I think that looking at another system with a radically different interface helps clarify the boundary between generic plugin framework concerns and the application and its object model.

Listing Seven contains the definition of the INode interface. It is the moral equivalent of the IActor interface in the game. It is how the runtime engine knows its nodes are same as the game know its actors.

struct INode
{
virtual void init(INodeInfo & nodeInfo) = 0;
virtual void compute() = 0;
virtual void execute(IReadBufferIterator & args, IWriteBuffer & out) = 0;
virtual void getParameter(const Byte * name, IWriteBuffer & value) = 0;
virtual void setParameter(const Byte * name, IReadBuffer & value) = 0;
virtual void saveState(IWriteBuffer & state) = 0;
};
Listing Seven

The compute() method is the main one. It is called repeatedly and it is pretty much like the IActor::play() method. The init() method initializes the node and allows persistent nodes with the corresponding saveState() method. The runtime engine can tell the node to save its state. Later it can recreate the same node (e.g., on a different host) based on the state. The get/setParameter() and execute() methods are something new. They allow plugin nodes to arbitrarily extend their interface. Any node can have any number of parameters and execute commands. This effectively sidesteps the limitations of a well-defined interface. The runtime engine can't use these node-specific parameters and commands because it works at the INode interface, but users and applications construct networks that contain specific node types and can interact with them at runtime by getting/setting specific parameters and sending commands. There is nothing new here. The data types used for the generic methods are IReadBuffer and IWriteBuffer, which are glorified opaque buffers. They have some formatting capabilities similar to IO streams via overloaded read() and write() methods, but it is up to the user to know what is the format of each parameter, what arguments each command expects and what are the valid values to pass. This is very fragile and akin to having all your functions accept a void pointer opaque buffer that the caller must pack and the function must unpack or parse.
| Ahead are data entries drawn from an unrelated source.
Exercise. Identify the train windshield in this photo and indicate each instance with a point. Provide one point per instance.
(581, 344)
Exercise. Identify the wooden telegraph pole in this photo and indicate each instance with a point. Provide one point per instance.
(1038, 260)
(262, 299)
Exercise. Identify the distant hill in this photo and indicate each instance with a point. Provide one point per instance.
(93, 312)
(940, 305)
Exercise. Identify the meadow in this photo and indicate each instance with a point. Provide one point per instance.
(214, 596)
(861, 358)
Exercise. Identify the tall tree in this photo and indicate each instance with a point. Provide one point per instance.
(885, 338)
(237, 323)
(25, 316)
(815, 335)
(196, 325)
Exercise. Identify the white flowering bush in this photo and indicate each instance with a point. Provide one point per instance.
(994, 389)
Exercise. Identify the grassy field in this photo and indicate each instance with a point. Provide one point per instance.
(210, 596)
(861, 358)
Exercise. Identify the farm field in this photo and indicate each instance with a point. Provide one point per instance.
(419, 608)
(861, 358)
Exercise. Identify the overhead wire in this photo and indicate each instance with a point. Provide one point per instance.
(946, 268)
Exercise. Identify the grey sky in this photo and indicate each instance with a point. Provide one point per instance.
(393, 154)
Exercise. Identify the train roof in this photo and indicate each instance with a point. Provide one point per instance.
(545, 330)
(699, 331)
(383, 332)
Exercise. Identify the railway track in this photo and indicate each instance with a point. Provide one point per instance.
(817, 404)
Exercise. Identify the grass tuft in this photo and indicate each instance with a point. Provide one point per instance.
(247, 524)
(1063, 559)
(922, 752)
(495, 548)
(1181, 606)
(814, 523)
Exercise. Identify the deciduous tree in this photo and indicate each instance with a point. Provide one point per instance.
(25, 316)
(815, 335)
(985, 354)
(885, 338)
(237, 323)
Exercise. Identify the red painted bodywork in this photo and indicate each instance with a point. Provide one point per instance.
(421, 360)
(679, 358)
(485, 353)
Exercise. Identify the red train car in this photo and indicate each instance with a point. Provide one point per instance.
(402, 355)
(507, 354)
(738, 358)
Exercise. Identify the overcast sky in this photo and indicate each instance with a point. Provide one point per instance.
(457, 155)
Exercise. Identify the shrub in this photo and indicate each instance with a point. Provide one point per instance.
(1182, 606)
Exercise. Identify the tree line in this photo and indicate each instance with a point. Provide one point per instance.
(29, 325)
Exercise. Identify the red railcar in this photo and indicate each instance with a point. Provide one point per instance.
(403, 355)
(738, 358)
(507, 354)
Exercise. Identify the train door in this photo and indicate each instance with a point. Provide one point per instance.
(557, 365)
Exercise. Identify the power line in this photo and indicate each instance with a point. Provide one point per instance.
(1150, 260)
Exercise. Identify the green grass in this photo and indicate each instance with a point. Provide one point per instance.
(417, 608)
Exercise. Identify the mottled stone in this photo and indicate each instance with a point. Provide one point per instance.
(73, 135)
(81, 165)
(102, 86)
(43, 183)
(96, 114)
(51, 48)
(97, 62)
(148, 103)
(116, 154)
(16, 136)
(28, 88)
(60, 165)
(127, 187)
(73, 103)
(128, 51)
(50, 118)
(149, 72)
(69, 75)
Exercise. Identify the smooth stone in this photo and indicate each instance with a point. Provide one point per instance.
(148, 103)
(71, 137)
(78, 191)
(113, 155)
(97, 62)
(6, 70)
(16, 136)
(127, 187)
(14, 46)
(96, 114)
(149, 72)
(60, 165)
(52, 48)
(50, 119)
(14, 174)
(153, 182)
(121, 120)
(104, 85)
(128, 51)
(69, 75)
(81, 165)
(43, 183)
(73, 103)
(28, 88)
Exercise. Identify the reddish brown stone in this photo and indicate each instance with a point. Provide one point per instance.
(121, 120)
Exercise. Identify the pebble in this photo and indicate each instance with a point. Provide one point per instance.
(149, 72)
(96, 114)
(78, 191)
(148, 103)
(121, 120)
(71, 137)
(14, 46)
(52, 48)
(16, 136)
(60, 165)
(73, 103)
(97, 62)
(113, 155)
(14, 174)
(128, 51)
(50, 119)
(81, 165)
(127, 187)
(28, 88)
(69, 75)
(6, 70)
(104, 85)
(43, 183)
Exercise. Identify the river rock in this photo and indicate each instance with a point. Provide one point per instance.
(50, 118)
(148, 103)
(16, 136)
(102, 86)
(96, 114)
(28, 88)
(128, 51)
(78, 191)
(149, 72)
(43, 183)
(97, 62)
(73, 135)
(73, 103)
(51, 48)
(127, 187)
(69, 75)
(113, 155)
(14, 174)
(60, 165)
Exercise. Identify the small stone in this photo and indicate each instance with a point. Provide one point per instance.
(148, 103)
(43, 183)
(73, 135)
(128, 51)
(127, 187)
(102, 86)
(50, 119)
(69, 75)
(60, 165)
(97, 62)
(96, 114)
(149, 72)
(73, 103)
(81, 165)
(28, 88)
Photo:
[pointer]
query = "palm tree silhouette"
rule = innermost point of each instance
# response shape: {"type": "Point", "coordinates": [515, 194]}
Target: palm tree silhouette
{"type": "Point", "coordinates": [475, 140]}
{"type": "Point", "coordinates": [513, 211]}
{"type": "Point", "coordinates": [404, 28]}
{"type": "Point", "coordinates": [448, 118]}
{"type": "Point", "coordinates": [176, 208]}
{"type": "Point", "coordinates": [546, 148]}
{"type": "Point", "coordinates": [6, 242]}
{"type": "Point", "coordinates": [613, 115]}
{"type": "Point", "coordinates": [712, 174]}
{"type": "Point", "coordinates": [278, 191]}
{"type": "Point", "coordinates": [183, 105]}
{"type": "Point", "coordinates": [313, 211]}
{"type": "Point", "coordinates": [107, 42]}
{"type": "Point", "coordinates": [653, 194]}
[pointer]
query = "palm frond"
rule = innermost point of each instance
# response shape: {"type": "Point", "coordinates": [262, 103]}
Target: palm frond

A partial solution to this problem is the node spec. The node spec is a struct that defines for each parameter its name, type, element count (1 is a scalar, >1 is an array, 0 is variable size), description, constraints, default value, and access (create, get, set, and combinations). This is a lot of metadata and lets the runtime engine and generic tools interact with nodes at a very high level. For example, tools can automatically display the description of every parameter as a tooltip and validation can be performed based on numerical ranges (0.5 ... 1.2), regular expressions (ab.*) or enumerations (red, green, blue). The nice thing about it is that all this metadata is not available only on the runtime engine, but also on the client side (tools). The tools libraries load the plugins too via the PluginManager and they have all this information at their disposal. So, if a user misspells the name of a command the tools can let her know right there and display a list of valid commands. If she then tries to set a parameter that has only a "get" access it will get descriptive error message that includes the access right for this parameter.

Wrap Up

I'm done. Thank you for making it all the way. I'm sure it wasn't easy. I hope that you will use this framework and the patterns and idioms it supports in your own applications and systems.